Columbia's great runner Lou Kusserow capped off a 77-yard drive after the Syracuse score and went in with an 18-yard run to make it 7-6, but the PAT attempt was no good.
Syracuse made it 14-6 on their next possession on a shorter 58-yard drive and it looked like it would be a long day for the Lions.
But Rossides, Kuserow, and some ends named Bill Swiacki and Bill Olson started rolling after that. Rossides got it started with a 31-yard TD pass to Olson and it was 14-13. Rossides set up the next score with a 36-yard pass to Swiacki before the young QB ran it in himself from the 9 to make it 19-14. It was 25-14 at the half after Don Kasprzak found Swiacki in the end zone from eleven yards out.
Columbia kept it going in the third quarter with three more TD's, a 24-yard TD pass from Rossides to Kusserow, a 29-yard TD run by Olson, and 21-yard TD catch by Olson from a pass by John Nork.
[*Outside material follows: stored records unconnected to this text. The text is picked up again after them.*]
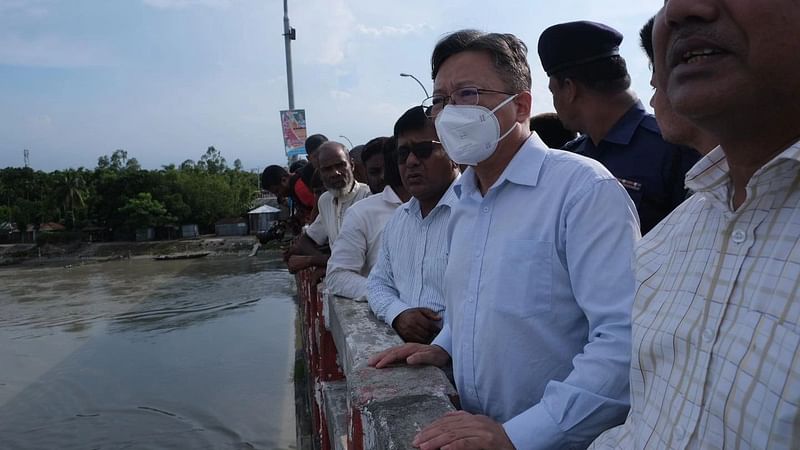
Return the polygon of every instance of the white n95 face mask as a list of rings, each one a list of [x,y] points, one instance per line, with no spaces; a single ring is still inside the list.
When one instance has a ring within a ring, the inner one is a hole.
[[[501,136],[500,122],[494,113],[516,96],[508,97],[492,110],[479,105],[446,105],[436,115],[434,124],[450,159],[458,164],[476,166],[492,156],[497,143],[516,127],[515,123]]]

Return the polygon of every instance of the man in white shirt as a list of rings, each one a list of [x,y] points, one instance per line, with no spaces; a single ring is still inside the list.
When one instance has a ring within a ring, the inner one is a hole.
[[[413,197],[383,229],[367,299],[375,315],[404,341],[428,344],[441,329],[447,224],[455,200],[450,186],[459,171],[422,106],[400,117],[394,135],[403,186]]]
[[[319,247],[336,240],[345,211],[370,195],[369,186],[355,180],[353,162],[343,144],[328,141],[316,153],[319,174],[327,191],[317,202],[317,218],[288,252],[288,266],[292,272],[312,266],[325,267],[329,255]]]
[[[442,331],[370,360],[445,365],[463,411],[411,443],[439,448],[580,448],[628,411],[633,244],[630,196],[600,163],[531,134],[527,47],[461,30],[431,57],[428,113],[453,186]]]
[[[659,89],[720,145],[636,249],[631,411],[594,448],[800,448],[800,3],[669,0]]]
[[[397,168],[395,142],[388,139],[383,148],[386,182],[383,192],[356,203],[347,211],[339,238],[331,247],[325,287],[334,295],[366,300],[367,275],[378,259],[383,226],[394,210],[410,198]]]

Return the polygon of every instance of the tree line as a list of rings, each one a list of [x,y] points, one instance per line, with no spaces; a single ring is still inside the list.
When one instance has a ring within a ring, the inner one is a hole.
[[[229,167],[213,146],[195,162],[144,170],[125,150],[98,158],[88,170],[0,169],[0,223],[57,222],[68,230],[101,227],[133,232],[148,226],[197,224],[213,230],[222,218],[247,212],[258,194],[258,175]]]

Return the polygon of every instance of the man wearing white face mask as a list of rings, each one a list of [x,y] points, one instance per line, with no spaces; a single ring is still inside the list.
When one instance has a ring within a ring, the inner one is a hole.
[[[464,411],[412,443],[448,448],[587,445],[628,411],[636,210],[599,163],[529,131],[527,48],[474,30],[442,39],[424,103],[455,162],[445,325],[432,345],[370,361],[452,359]]]

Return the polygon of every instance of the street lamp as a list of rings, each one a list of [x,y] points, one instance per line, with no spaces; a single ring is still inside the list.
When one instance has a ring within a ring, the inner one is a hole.
[[[428,97],[430,97],[430,95],[428,95],[428,90],[427,90],[427,89],[425,89],[425,86],[422,84],[422,82],[421,82],[421,81],[419,81],[419,79],[417,79],[417,77],[415,77],[414,75],[411,75],[410,73],[401,73],[401,74],[400,74],[400,76],[401,76],[401,77],[409,77],[409,78],[413,78],[413,79],[414,79],[414,81],[416,81],[416,82],[417,82],[417,84],[419,84],[419,87],[421,87],[421,88],[422,88],[422,91],[423,91],[423,92],[425,92],[425,98],[428,98]]]
[[[345,136],[345,135],[343,135],[343,134],[340,134],[340,135],[339,135],[339,137],[340,137],[340,138],[345,138],[345,140],[347,140],[347,142],[349,142],[349,143],[350,143],[350,148],[353,148],[353,147],[355,147],[355,145],[353,145],[353,141],[351,141],[351,140],[350,140],[350,138],[348,138],[347,136]]]

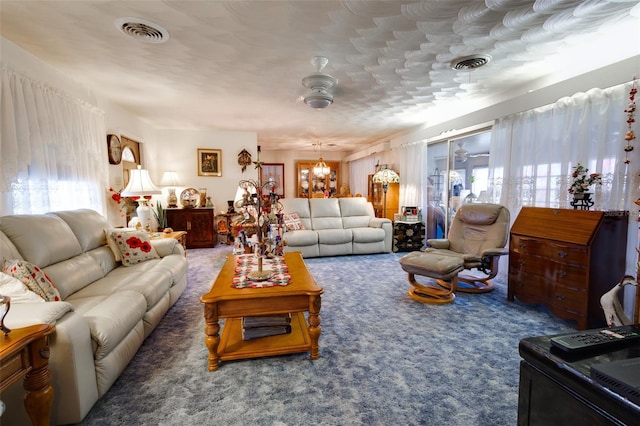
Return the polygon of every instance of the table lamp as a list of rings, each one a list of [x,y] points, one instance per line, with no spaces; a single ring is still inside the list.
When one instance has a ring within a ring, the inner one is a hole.
[[[382,191],[384,192],[382,217],[387,217],[387,190],[389,189],[389,184],[397,182],[400,182],[400,176],[390,169],[388,164],[384,164],[382,168],[373,175],[373,183],[381,183]]]
[[[152,195],[162,194],[162,191],[153,184],[149,177],[149,171],[138,166],[135,170],[129,170],[129,184],[122,191],[123,197],[140,198],[142,200],[138,203],[136,212],[138,213],[138,219],[140,225],[146,230],[151,229],[151,209],[149,208],[149,200]]]
[[[160,179],[161,186],[169,187],[169,195],[167,196],[167,207],[178,207],[178,197],[176,196],[176,186],[182,186],[178,173],[174,171],[164,172]],[[202,205],[200,207],[203,207]]]

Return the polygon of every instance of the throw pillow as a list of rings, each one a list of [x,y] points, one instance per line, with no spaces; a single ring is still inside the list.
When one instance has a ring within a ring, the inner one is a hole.
[[[300,220],[300,215],[298,212],[293,213],[285,213],[282,216],[284,220],[284,226],[287,228],[287,231],[297,231],[300,229],[307,229],[304,227],[304,223]]]
[[[118,230],[112,232],[111,236],[120,249],[122,264],[125,266],[160,258],[156,249],[151,245],[147,232]]]
[[[113,257],[116,259],[116,262],[120,262],[122,260],[122,255],[120,254],[120,248],[118,247],[118,244],[116,244],[116,240],[111,234],[118,231],[136,231],[136,228],[107,228],[104,230],[104,234],[107,237],[107,245],[113,252]]]
[[[44,299],[29,290],[22,281],[9,274],[0,272],[0,294],[9,296],[11,303],[42,302]]]
[[[60,301],[60,293],[51,279],[36,265],[26,260],[5,260],[2,272],[19,279],[29,290],[47,302]]]

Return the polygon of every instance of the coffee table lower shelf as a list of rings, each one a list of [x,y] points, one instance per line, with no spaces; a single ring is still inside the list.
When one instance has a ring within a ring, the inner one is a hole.
[[[260,358],[311,351],[311,338],[304,312],[291,314],[291,333],[242,340],[242,318],[227,318],[220,336],[221,361]]]

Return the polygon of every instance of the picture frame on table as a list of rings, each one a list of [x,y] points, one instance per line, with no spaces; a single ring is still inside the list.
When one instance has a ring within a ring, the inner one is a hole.
[[[264,185],[270,179],[276,182],[276,194],[280,198],[284,198],[284,163],[262,163],[260,181]],[[269,192],[269,186],[263,186],[263,195],[267,195]]]
[[[222,150],[198,148],[198,176],[222,176]]]

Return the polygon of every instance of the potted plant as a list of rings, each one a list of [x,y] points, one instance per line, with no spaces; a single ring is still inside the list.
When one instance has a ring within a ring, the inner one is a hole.
[[[162,203],[158,201],[156,203],[156,209],[153,211],[153,215],[156,217],[156,222],[158,222],[158,230],[166,230],[167,229],[167,215],[162,207]]]
[[[576,164],[571,177],[573,182],[569,187],[569,194],[573,194],[574,199],[589,198],[589,187],[591,185],[602,185],[602,175],[600,173],[589,174],[589,169],[584,167],[582,163]]]

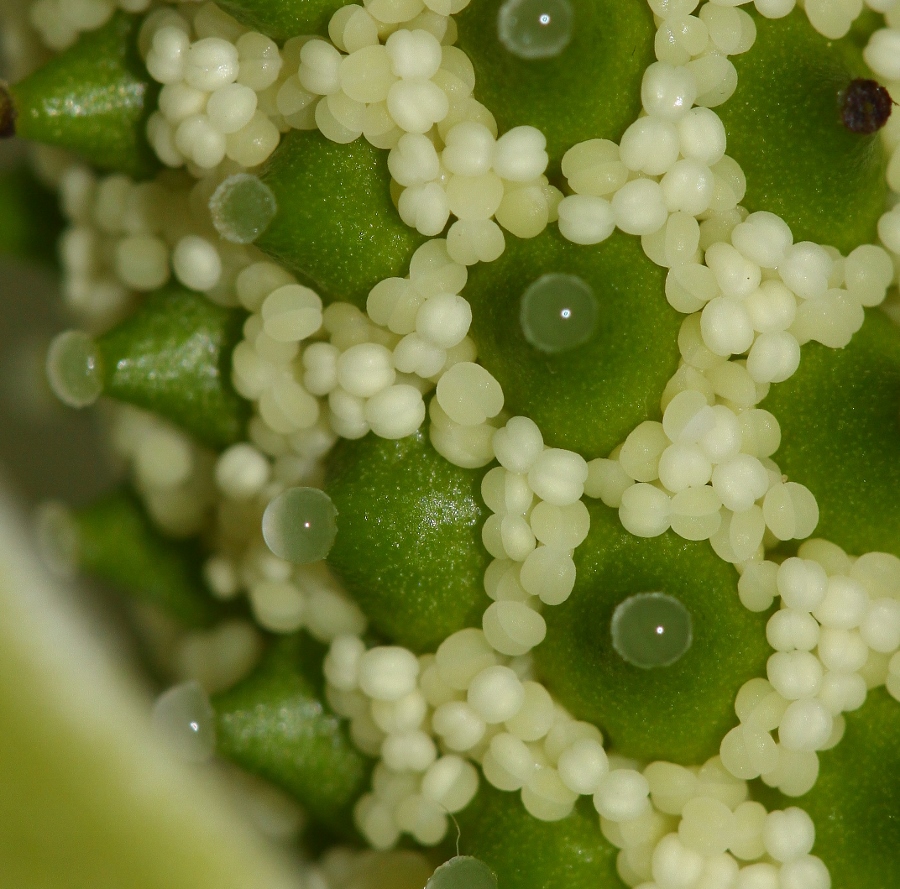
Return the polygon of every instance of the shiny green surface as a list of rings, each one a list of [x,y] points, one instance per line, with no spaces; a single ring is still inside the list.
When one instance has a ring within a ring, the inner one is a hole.
[[[338,511],[329,565],[373,629],[414,651],[481,625],[490,605],[480,471],[441,457],[427,429],[399,441],[341,441],[325,490]]]
[[[324,654],[305,634],[284,637],[250,676],[214,695],[217,749],[347,832],[370,764],[350,741],[346,721],[324,702]]]
[[[214,448],[242,440],[249,404],[231,385],[244,312],[171,285],[97,339],[104,394],[154,411]]]
[[[279,212],[256,246],[325,302],[365,309],[369,291],[384,278],[404,277],[426,240],[391,202],[387,152],[362,138],[337,145],[318,131],[287,133],[259,177]]]
[[[117,12],[13,85],[17,134],[74,151],[104,170],[138,178],[157,170],[145,129],[159,85],[137,52],[141,21]]]
[[[458,819],[460,852],[487,864],[500,889],[624,889],[590,799],[562,821],[538,821],[518,793],[482,782]]]

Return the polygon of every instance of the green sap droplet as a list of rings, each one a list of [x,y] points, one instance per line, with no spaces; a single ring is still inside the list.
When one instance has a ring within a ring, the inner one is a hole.
[[[324,559],[337,534],[337,510],[318,488],[288,488],[266,507],[263,539],[280,559],[306,565]]]
[[[542,352],[584,345],[597,329],[593,288],[576,275],[542,275],[522,294],[519,322],[525,339]]]
[[[620,602],[612,616],[613,648],[635,667],[668,667],[693,641],[691,614],[673,596],[638,593]]]
[[[47,352],[47,379],[64,404],[93,404],[103,391],[94,341],[80,330],[67,330],[56,337]]]
[[[572,39],[569,0],[506,0],[497,16],[500,42],[523,59],[551,59]]]
[[[252,244],[278,212],[272,189],[257,176],[229,176],[209,200],[216,231],[233,244]]]
[[[497,878],[483,861],[457,855],[431,875],[425,889],[497,889]]]

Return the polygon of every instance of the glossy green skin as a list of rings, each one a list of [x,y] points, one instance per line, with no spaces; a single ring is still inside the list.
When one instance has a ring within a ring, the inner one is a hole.
[[[738,689],[764,676],[772,653],[766,615],[741,605],[737,573],[710,545],[677,537],[634,537],[615,510],[588,502],[591,530],[575,550],[575,589],[544,611],[547,638],[538,673],[579,719],[596,723],[610,746],[641,760],[696,765],[718,753],[735,725]],[[635,593],[664,592],[691,613],[693,644],[680,660],[650,670],[613,649],[615,607]]]
[[[244,438],[250,406],[231,385],[245,313],[170,285],[97,340],[103,392],[154,411],[213,448]]]
[[[584,279],[600,309],[593,338],[556,355],[534,348],[519,323],[522,293],[550,272]],[[662,297],[665,275],[620,232],[596,247],[567,241],[555,226],[528,241],[507,235],[503,255],[470,269],[465,289],[469,335],[505,408],[534,420],[546,444],[586,459],[606,457],[639,423],[658,419],[684,318]]]
[[[550,175],[586,139],[616,142],[641,110],[641,78],[653,61],[653,14],[645,0],[572,0],[572,40],[552,59],[513,55],[497,36],[503,0],[474,0],[456,16],[457,46],[475,67],[475,98],[501,133],[537,127]],[[565,101],[561,97],[565,96]]]
[[[365,309],[384,278],[403,277],[426,240],[391,202],[387,152],[364,139],[329,142],[294,130],[259,174],[278,213],[255,246],[286,265],[326,301]]]
[[[0,174],[0,254],[55,265],[62,229],[56,196],[27,166]]]
[[[816,536],[900,556],[900,336],[868,310],[844,349],[803,347],[800,369],[762,403],[781,425],[775,455],[819,504]]]
[[[117,12],[10,87],[17,135],[66,148],[102,170],[137,178],[158,170],[145,131],[159,84],[137,52],[141,21]]]
[[[441,457],[427,428],[400,441],[370,433],[331,452],[325,491],[338,533],[328,564],[376,632],[424,652],[481,625],[491,604],[481,475]]]
[[[303,633],[273,643],[256,670],[214,695],[218,752],[350,833],[349,810],[369,784],[370,761],[346,720],[324,701],[324,648]]]
[[[872,76],[859,49],[827,40],[799,9],[754,20],[756,43],[732,58],[737,90],[715,109],[747,177],[741,204],[779,214],[795,241],[845,254],[877,241],[887,193],[881,140],[851,133],[838,113],[850,80]]]
[[[600,832],[589,798],[562,821],[538,821],[518,793],[482,781],[457,819],[460,853],[487,864],[500,889],[624,889],[616,873],[618,849]]]
[[[201,577],[197,541],[164,537],[134,494],[120,490],[76,510],[78,565],[186,627],[210,625],[220,608]]]
[[[846,713],[841,742],[819,753],[819,777],[799,799],[760,786],[767,808],[800,806],[816,826],[817,855],[840,889],[900,885],[900,705],[882,688]]]
[[[239,22],[279,43],[298,34],[328,36],[328,22],[344,0],[218,0]]]

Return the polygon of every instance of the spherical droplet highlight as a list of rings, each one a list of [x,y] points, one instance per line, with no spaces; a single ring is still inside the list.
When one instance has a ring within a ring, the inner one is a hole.
[[[209,199],[216,231],[233,244],[252,244],[278,212],[272,189],[249,173],[229,176]]]
[[[306,565],[324,559],[337,534],[337,510],[318,488],[288,488],[266,507],[263,539],[280,559]]]
[[[47,379],[69,407],[87,407],[103,391],[96,343],[80,330],[57,336],[47,352]]]
[[[691,614],[665,593],[638,593],[613,612],[613,648],[635,667],[668,667],[693,641]]]
[[[156,699],[153,728],[185,762],[206,762],[215,751],[215,713],[206,692],[193,680]]]
[[[425,889],[497,889],[497,878],[478,858],[457,855],[431,875]]]
[[[600,309],[594,290],[577,275],[538,278],[522,294],[519,322],[525,339],[542,352],[567,352],[594,335]]]
[[[506,0],[497,16],[500,42],[522,59],[552,59],[572,39],[569,0]]]

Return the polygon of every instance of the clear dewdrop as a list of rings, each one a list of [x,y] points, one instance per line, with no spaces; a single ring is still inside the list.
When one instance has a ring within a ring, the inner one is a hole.
[[[522,294],[519,322],[532,346],[556,354],[588,342],[599,315],[590,284],[577,275],[552,273],[538,278]]]
[[[216,749],[215,713],[206,692],[193,680],[156,699],[153,729],[185,762],[206,762]]]
[[[63,404],[93,404],[103,391],[96,343],[80,330],[59,334],[47,351],[47,379]]]
[[[506,0],[497,16],[500,42],[523,59],[552,59],[572,39],[569,0]]]
[[[650,669],[674,664],[693,641],[691,614],[665,593],[638,593],[616,606],[612,622],[613,648],[635,667]]]
[[[497,878],[478,858],[457,855],[431,875],[425,889],[497,889]]]
[[[288,488],[266,507],[262,533],[280,559],[306,565],[324,559],[337,534],[337,510],[318,488]]]
[[[229,176],[209,199],[216,231],[232,244],[252,244],[278,212],[272,189],[249,173]]]

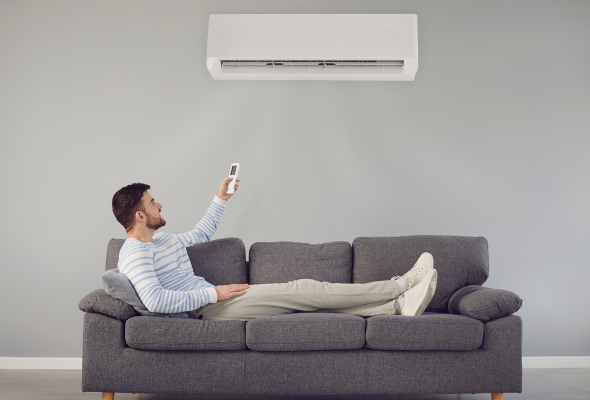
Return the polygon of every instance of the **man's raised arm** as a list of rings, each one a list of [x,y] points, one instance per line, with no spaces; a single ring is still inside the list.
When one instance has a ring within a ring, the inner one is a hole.
[[[215,232],[217,231],[217,225],[223,216],[223,212],[225,211],[225,206],[227,205],[227,200],[233,196],[233,194],[226,194],[227,185],[233,178],[225,178],[219,187],[219,191],[213,198],[209,209],[205,213],[205,216],[197,223],[195,228],[186,233],[180,233],[178,235],[173,235],[178,237],[178,240],[185,246],[189,247],[195,245],[197,243],[204,243],[211,240]],[[237,182],[240,180],[238,179]],[[235,189],[237,190],[238,184],[235,184]]]

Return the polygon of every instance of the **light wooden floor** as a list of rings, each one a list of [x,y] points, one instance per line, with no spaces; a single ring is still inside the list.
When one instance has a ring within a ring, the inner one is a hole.
[[[0,400],[101,400],[100,393],[82,393],[81,371],[0,370]],[[490,394],[409,396],[170,396],[117,393],[117,400],[491,400]],[[506,393],[505,400],[590,400],[590,368],[524,369],[522,393]]]

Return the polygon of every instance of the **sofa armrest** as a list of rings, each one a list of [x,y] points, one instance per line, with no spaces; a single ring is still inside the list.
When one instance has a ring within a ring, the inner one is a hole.
[[[449,299],[449,314],[460,314],[486,322],[502,318],[522,307],[514,292],[469,285],[457,290]]]
[[[102,314],[120,321],[127,321],[138,315],[135,308],[108,295],[103,289],[97,289],[84,296],[78,303],[78,308],[84,312]]]

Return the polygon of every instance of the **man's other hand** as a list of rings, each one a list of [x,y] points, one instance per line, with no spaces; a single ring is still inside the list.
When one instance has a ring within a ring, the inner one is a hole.
[[[225,178],[223,180],[223,182],[221,182],[221,186],[219,187],[219,192],[217,193],[217,197],[219,197],[221,200],[227,201],[238,190],[238,182],[240,181],[240,178],[236,179],[236,183],[234,184],[234,192],[232,194],[226,194],[227,185],[231,182],[232,179],[233,178],[228,177],[228,178]]]
[[[249,286],[250,285],[247,283],[215,286],[215,291],[217,292],[217,301],[223,301],[231,299],[232,297],[241,296],[246,293],[246,289],[248,289]]]

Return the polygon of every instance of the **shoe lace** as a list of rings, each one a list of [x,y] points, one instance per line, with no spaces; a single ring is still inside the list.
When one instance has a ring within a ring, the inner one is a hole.
[[[423,265],[414,265],[411,270],[409,270],[402,278],[406,280],[408,283],[408,287],[410,287],[410,282],[414,280],[416,275],[418,275],[424,269]]]

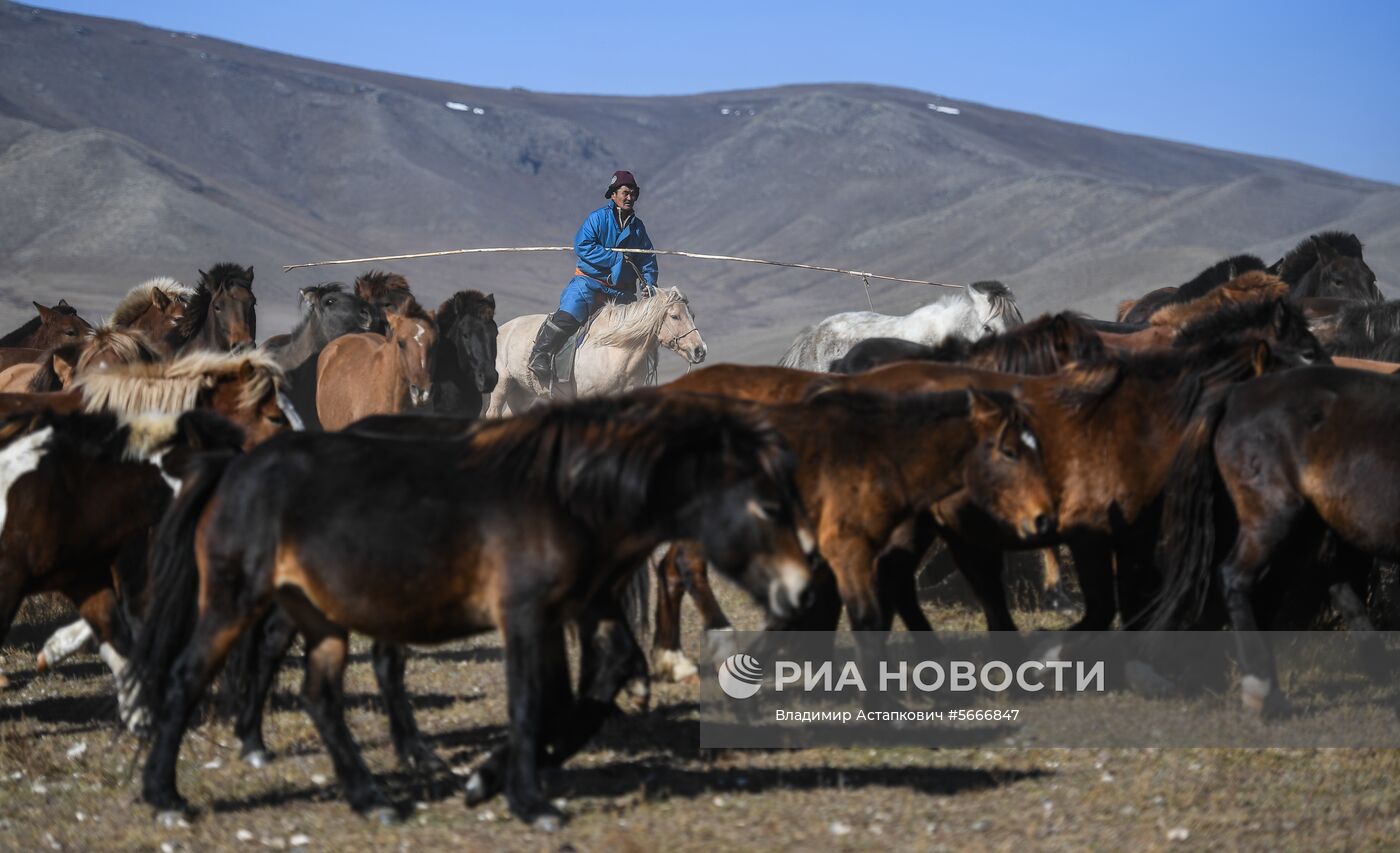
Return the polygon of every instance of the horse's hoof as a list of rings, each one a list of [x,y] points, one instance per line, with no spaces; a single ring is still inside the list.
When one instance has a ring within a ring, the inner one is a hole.
[[[7,688],[7,687],[9,687],[9,686],[10,686],[10,679],[6,678],[6,677],[4,676],[3,673],[0,673],[0,690],[4,690],[5,688]]]
[[[734,638],[734,629],[714,628],[706,631],[705,651],[710,657],[710,663],[715,666],[728,660],[730,655],[739,651],[739,641]]]
[[[486,775],[480,770],[473,771],[472,775],[467,777],[467,784],[463,790],[467,795],[468,806],[481,805],[498,793],[496,786],[488,782]]]
[[[679,649],[665,649],[656,656],[656,678],[680,684],[690,679],[699,680],[700,670],[695,662]]]
[[[397,826],[399,813],[393,806],[375,806],[365,812],[365,820],[373,821],[380,826]]]
[[[44,652],[39,652],[39,656],[34,659],[34,671],[39,675],[49,671],[49,656]],[[3,678],[3,676],[0,676]]]
[[[265,749],[255,749],[243,754],[243,763],[254,770],[261,770],[272,763],[272,754]]]
[[[1245,711],[1261,719],[1276,720],[1293,713],[1293,706],[1282,691],[1267,679],[1253,675],[1240,680],[1240,701]]]
[[[162,812],[156,812],[156,823],[164,829],[181,829],[190,825],[183,809],[166,809]]]
[[[543,806],[530,818],[530,826],[539,832],[558,832],[564,826],[564,813],[553,806]]]
[[[1129,689],[1139,696],[1162,699],[1176,692],[1176,685],[1171,679],[1164,678],[1150,663],[1130,660],[1123,666],[1123,675],[1128,680]]]
[[[651,680],[643,676],[632,678],[623,686],[622,694],[628,710],[640,714],[651,706]]]

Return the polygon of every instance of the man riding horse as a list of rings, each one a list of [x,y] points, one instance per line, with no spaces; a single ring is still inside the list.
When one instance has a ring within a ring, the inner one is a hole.
[[[631,172],[614,172],[603,194],[608,203],[590,213],[579,228],[574,238],[574,255],[578,259],[574,277],[559,297],[559,309],[540,325],[530,352],[530,372],[541,387],[552,387],[555,354],[604,299],[635,302],[641,289],[638,279],[648,295],[655,292],[655,255],[634,260],[624,252],[613,251],[652,248],[646,226],[633,209],[641,194]]]

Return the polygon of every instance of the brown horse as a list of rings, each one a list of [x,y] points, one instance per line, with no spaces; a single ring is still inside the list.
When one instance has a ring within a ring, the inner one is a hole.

Rossides iced the game with an interception and a 56-yard return after the pickoff, setting up a 5-yard TD run by Bob Lincoln.
The Lions have not scored so many points in one game since.
Columbia finished the season 6-3, the worst single year in that three year span of 1945, '46 and '47, but the team was still impressive. The record 158,000 people who came out to see the Lions at home that season would agree.